5 Common Cloud Security Mistakes You’re Probably Making
The cloud brings speed, scale, and flexibility to modern organisations. It offers the chance to rethink how services are delivered and how infrastructure is managed. However, without the right security foundations in place, it can also introduce serious risks.
This post outlines five of the most common cloud security mistakes seen across our clients and more importantly, explains how to fix them.
1. Assuming Your Cloud Provider Handles Everything
Cloud providers are responsible for the infrastructure layer. Your organisation is responsible for securing data, managing access controls, and configuring workloads correctly.
Confusion around this shared responsibility model is one of the most common causes of misconfiguration and breach. It creates dangerous gaps that are easily exploited.
What to do instead:
Define clear ownership between your provider and your internal team. Once this boundary is understood, audit your cloud environment against it. Identify where your current controls fall short and prioritise any remediation work.
2. Overprovisioning Access and Failing to Revoke It
Temporary admin rights often remain in place long after they are needed. When staff move roles or leave the business, those privileges can be forgotten — creating a long-term vulnerability.
Overprivileged accounts are frequently targeted by attackers. They provide an easy route to lateral movement and data exposure.
What to do instead:
Adopt a least-privilege model as standard practice. Set time limits on elevated access. Automate permission reviews and make sure access removal is included in your offboarding processes.
Read more about least privilege and what it means for your organisation.
3. Using Default Configurations Without Review
Many cloud environments are deployed with default settings that were never intended to be secure. This includes open ports, public storage buckets, and default credentials left unchanged.

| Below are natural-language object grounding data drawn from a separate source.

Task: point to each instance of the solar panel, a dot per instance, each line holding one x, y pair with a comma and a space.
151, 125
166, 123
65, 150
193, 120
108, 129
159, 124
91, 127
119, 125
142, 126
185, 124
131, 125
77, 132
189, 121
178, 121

These oversights are simple to fix but remain a leading cause of cloud breaches.
What to do instead:
Harden your cloud environment during deployment. Use configuration baselines and policy validation tools to flag insecure settings. Our guide to Cloud Security Posture Management (CSPM) explains how to take a more systematic approach. Schedule regular reviews to ensure changes in your environment do not introduce new risks.
4. Ignoring Logs Until an Incident Happens
Logging and monitoring are often treated as optional until something goes wrong. By that point, it is usually too late to gather the data needed to understand what happened or how far the issue spread.
Without centralised logging and visibility, your team is effectively flying blind.
What to do instead:
Implement meaningful logging from day one. Use tools that correlate logs across services, and ensure someone is actively reviewing the data. If you're in an AWS environment, tools like AWS Security Hub can help consolidate alerts — but the key is making sure your team is paying attention to what matters. Visibility only helps if it leads to action.
5. Confusing Compliance with Security
Passing an audit does not mean your cloud environment is secure. Compliance frameworks are designed to set minimum standards, but they rarely reflect the full picture of how real-world threats unfold.
Many organisations meet regulatory requirements while still leaving high-impact risks unaddressed. Attackers are not concerned with your last audit result — they exploit what is misconfigured, exposed, or poorly monitored.
What to do instead:
Treat compliance as a baseline, not a finished product. Build your cloud security strategy around practical threats, business impact, and operational behaviour. Focus on how your systems are actually used and where the likely weaknesses lie.
Improving Cloud Security in Practice
Cloud missteps can lead to disruption, data loss, and reputational damage. Fortunately, the most common mistakes are also the most preventable. With the right visibility and the right processes, cloud security becomes an asset rather than a liability.
If you are unsure where the gaps are in your current setup, we can help. Defended Solutions works directly with in-house teams to assess posture, identify risks, and strengthen security across cloud environments. Get in touch today.
FAQ’s
What is the biggest cloud security risk?
Misconfiguration is one of the most common and dangerous risks in cloud environments. It often results from unclear responsibilities and default settings left in place.
Is compliance the same as cloud security?
No. Compliance frameworks help guide good practice, but they do not guarantee that your cloud setup is secure against real-world threats.
How do I secure my cloud infrastructure?
Start by understanding your shared responsibility model, applying least-privilege access, securing configurations, enabling logging, and aligning your strategy to real risks.